When the voltage source (in this case a battery) is connected to the circuit, the current flowing through the circuit will serve to charge the capacitor until its potential difference is equivalent to that of the battery. According to Kirchhoff’s second law, we much have $\sum_{i = 1}^{n}V_i = 0$. We can express the potential difference across the capacitor in terms of capacitance using (1), $V_c = \frac{Q}{C}$. Finally, we’ll assume that the potential difference across the battery is equivalent to its electromotive force. Putting all this together, we get the following first order linear differential equation.
$$R\frac{dQ}{dt} = \frac{Q}{C} - \varepsilon = 0 \nonumber \tag{3}$$
The equation here is separable, and can be solved trivially as follows
$$\begin{eqnarray} \frac{dQ}{dt} + \frac{1}{RC}Q - \frac{1}{RC} \varepsilon = 0 \nonumber\\\\ \frac{dQ}{dt} = \frac{Q - \varepsilon C}{-RC} \nonumber \\\\ \int \frac{1}{Q - \varepsilon C} dQ = \frac{-1}{RC} \int dt \nonumber \\\\ ln \| Q - \varepsilon C\| = \frac{-t}{RC} + K \nonumber \\\\ Q - \varepsilon C = e^{\frac{-t}{RC}}e^{K} \nonumber \\\\ Q = \varepsilon C + e^{\frac{-t}{RC}} e^{K} \nonumber \\\\ Q(0) = \varepsilon C + e^{K} = 0 \implies e^K = - \varepsilon C \nonumber \\\\ Q = \varepsilon C - \varepsilon C e^{-t}{RC} \nonumber \end{eqnarray}$$

Therefore, we have
$$Q(t) = \varepsilon C(1 - e^{-t}{RC}) \tag{4}$$
Note that
limt → ∞Q(t) = εC
Which is exactly what we would expect given the definition of capacitance in (1).

### Capacitor Discharging

We now turn to what happens when the voltage source is disconnected from the circuit.

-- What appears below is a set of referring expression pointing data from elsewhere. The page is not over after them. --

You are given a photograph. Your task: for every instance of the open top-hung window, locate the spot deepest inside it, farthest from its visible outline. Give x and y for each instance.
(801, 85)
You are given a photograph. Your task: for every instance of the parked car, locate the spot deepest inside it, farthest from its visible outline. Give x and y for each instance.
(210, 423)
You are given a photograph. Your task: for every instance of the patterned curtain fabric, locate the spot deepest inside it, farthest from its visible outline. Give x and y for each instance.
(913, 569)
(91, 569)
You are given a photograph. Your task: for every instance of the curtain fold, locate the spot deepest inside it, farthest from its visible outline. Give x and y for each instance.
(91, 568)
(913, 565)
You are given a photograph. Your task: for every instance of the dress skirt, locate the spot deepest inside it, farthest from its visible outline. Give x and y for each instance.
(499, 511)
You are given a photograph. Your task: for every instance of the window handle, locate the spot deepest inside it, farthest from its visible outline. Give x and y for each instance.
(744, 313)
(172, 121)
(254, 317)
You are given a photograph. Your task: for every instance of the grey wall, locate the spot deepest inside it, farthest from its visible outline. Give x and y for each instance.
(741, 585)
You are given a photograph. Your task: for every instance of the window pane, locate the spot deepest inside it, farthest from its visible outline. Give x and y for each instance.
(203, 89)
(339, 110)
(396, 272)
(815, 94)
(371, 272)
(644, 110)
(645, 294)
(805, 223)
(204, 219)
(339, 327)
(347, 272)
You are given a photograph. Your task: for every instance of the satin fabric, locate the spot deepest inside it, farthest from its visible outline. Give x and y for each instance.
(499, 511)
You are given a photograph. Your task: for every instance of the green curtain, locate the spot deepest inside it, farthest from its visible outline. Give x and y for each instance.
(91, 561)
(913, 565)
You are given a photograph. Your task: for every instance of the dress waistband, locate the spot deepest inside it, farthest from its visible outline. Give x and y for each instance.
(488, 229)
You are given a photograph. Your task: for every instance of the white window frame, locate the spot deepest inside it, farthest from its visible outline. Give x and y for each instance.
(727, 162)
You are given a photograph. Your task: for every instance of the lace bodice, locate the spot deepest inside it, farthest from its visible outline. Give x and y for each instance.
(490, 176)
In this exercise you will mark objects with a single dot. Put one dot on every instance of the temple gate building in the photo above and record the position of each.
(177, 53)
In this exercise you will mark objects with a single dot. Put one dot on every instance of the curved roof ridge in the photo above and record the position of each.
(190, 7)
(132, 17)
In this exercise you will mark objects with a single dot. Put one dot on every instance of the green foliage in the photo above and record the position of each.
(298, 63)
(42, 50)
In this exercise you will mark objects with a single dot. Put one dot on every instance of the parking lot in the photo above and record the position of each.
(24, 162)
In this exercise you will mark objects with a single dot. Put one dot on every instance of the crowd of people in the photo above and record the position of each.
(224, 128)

Our equation is the same as before, save for the electromotive force which has now disappeared.
$$R \frac{dQ}{dt} + \frac{Q}{C} = 0 \nonumber \tag{5}$$

$$\begin{eqnarray} \frac{dQ}{dt} + \frac{1}{RC}Q = 0 \nonumber \\\\\int \frac{1}{Q} dQ = \frac{-1}{RC} \int dt \nonumber \\\\ ln \|Q\| = \frac{-t}{RC} + K \nonumber \\\\Q = e^{-t}{RC}e^{K} \nonumber \\\\\text{Note: } Q(0) = e^0e^K \implies Q_0 = e^{K} \nonumber \\\\ \end{eqnarray}$$

Therefore, we have our desired result:
$$Q(t) = Q_0e^{\frac{-t}{RC}} \tag{6}$$